What next for Europe?

The Euro rose against the dollar as the Fed introduced quantitative easing, this will be furthered by the new TARP programme due to be released later today, Bank of England are also engaging in quantitative easing along with a near zero interest rate policy – one matched by both the USA and Japan.

So what will be the outcome for Europe? Essentially we will be forced to follow suit, rates will have to drop further and we will need to pursue in quantitative easing – via bond/paper purchases or otherwise. Why? Simply put, we cannot stand as an island in the global economy, we can’t stand as a continent when every other major economy is going to zero and going through what amounts to devaluation with increased money supply.

If the Euro rises too far against the Dollar or Sterling it will make exporting difficult (we’ll leave Ireland’s plight with Sterling zone exporters out of this for now) for large economies like Germany who are one of the biggest exporting nations in the world, the strong currency will help people to afford basic goods during a crunch but this will create rapid trade imbalances meaning we are only putting off today’s problem until tomorrow,  much the same as the current bubble was the result of putting off the crash/recession we were meant to have in 2002 – and take note, the delayed result is a bigger and uglier sister of the original so best to go through the motions now.

A strong Euro will facilitate eurozone deflation as imports become cheaper but in the long run we are likely to see the ECB take some bold steps and my personal suspicion is that they are waiting to see what everybody else is doing in practice before they implement their plan.

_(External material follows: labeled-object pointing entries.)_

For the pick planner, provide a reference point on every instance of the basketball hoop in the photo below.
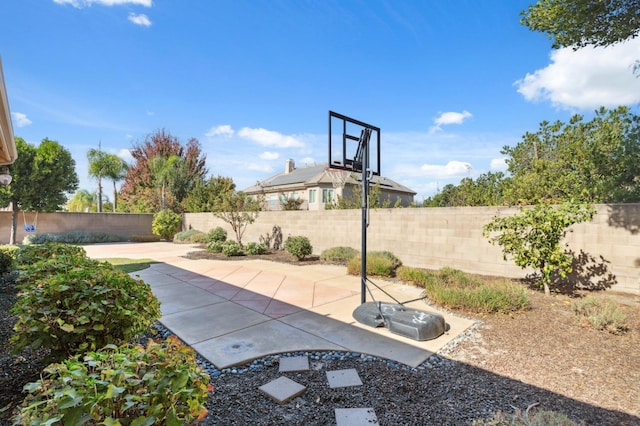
(338, 177)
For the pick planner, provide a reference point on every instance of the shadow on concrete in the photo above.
(589, 273)
(625, 216)
(432, 395)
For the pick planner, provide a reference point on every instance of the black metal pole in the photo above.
(365, 198)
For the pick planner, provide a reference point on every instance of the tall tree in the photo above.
(205, 195)
(138, 190)
(115, 169)
(579, 23)
(597, 161)
(83, 201)
(42, 178)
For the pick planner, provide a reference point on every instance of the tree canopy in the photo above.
(571, 23)
(43, 176)
(139, 191)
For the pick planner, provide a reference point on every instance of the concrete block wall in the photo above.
(438, 237)
(122, 224)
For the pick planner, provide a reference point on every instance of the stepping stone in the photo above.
(282, 389)
(294, 363)
(343, 378)
(356, 417)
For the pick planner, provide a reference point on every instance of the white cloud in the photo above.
(269, 155)
(266, 137)
(20, 119)
(438, 171)
(83, 3)
(222, 130)
(499, 164)
(141, 19)
(586, 78)
(447, 118)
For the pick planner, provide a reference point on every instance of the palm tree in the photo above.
(115, 169)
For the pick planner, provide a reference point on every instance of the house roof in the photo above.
(318, 174)
(8, 152)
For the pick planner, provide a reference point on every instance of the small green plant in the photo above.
(8, 256)
(379, 264)
(217, 234)
(601, 314)
(146, 238)
(231, 248)
(528, 418)
(166, 224)
(532, 237)
(298, 246)
(71, 304)
(159, 384)
(339, 255)
(256, 248)
(454, 289)
(28, 255)
(215, 246)
(191, 236)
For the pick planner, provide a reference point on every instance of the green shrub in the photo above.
(8, 255)
(256, 248)
(298, 246)
(191, 236)
(28, 255)
(379, 264)
(148, 238)
(340, 255)
(159, 384)
(73, 237)
(215, 246)
(166, 224)
(217, 234)
(454, 289)
(70, 304)
(601, 314)
(231, 248)
(526, 418)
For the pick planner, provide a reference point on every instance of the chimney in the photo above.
(289, 166)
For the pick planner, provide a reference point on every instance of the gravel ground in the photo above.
(502, 364)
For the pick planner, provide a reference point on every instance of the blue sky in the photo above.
(449, 82)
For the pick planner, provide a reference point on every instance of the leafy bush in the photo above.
(28, 255)
(148, 238)
(527, 418)
(340, 255)
(159, 384)
(601, 314)
(298, 246)
(379, 264)
(215, 246)
(73, 237)
(454, 289)
(191, 236)
(256, 248)
(70, 304)
(166, 224)
(217, 234)
(8, 256)
(232, 248)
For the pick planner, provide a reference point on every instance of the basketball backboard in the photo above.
(349, 141)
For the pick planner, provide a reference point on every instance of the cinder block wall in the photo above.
(438, 237)
(122, 224)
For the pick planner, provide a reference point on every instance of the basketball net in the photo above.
(338, 177)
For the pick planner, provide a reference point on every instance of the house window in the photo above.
(327, 196)
(273, 202)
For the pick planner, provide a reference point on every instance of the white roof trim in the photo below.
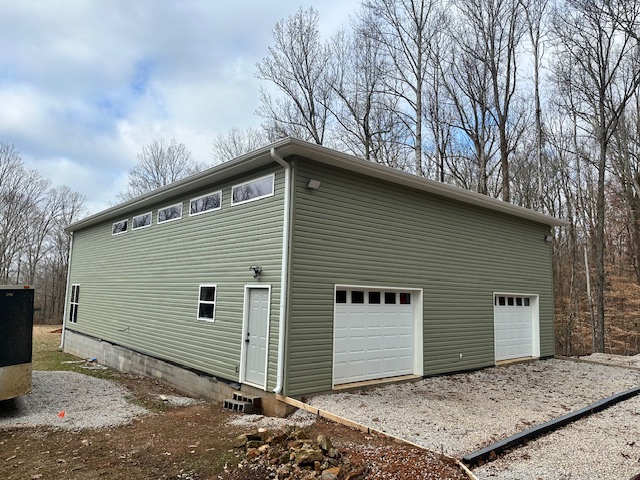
(291, 146)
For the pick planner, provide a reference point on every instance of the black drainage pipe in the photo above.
(492, 451)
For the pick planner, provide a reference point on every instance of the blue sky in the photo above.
(84, 85)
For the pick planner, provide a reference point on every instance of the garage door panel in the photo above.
(373, 341)
(513, 326)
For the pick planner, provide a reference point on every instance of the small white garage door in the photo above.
(513, 327)
(373, 334)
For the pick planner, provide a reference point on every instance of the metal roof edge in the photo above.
(292, 146)
(356, 164)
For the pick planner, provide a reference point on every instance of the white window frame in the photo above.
(133, 220)
(180, 204)
(74, 301)
(253, 180)
(207, 302)
(219, 193)
(126, 220)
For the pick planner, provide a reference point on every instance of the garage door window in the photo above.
(357, 297)
(512, 301)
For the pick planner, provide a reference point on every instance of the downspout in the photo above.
(284, 275)
(66, 293)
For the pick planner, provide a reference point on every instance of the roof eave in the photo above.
(291, 146)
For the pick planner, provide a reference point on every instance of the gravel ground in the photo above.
(87, 402)
(299, 419)
(604, 446)
(458, 414)
(622, 360)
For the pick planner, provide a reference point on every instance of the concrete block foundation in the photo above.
(188, 382)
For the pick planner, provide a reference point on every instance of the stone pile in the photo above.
(293, 455)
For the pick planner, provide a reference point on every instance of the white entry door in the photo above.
(256, 337)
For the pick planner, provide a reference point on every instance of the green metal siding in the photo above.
(357, 230)
(140, 289)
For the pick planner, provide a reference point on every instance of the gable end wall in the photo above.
(356, 230)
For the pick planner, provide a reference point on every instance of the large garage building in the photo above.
(298, 269)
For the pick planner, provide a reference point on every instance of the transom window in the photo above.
(73, 304)
(141, 221)
(253, 190)
(167, 214)
(511, 301)
(372, 297)
(119, 227)
(207, 303)
(206, 203)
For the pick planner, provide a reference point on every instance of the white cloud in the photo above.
(85, 84)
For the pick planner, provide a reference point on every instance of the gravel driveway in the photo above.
(87, 402)
(458, 414)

Seeing how any programme works on the ground is a good basis from which to make a decision, as Yogi Berra said ‘In theory, practice and theory are the same thing, in practice they aren’t’.

In 2009 we believe that rates will fall further and some form of quantitative easing programme will be enacted, this might be done by buying commercial paper or government bonds but the ECB cannot continue to take the high ground while every other major economy does otherwise.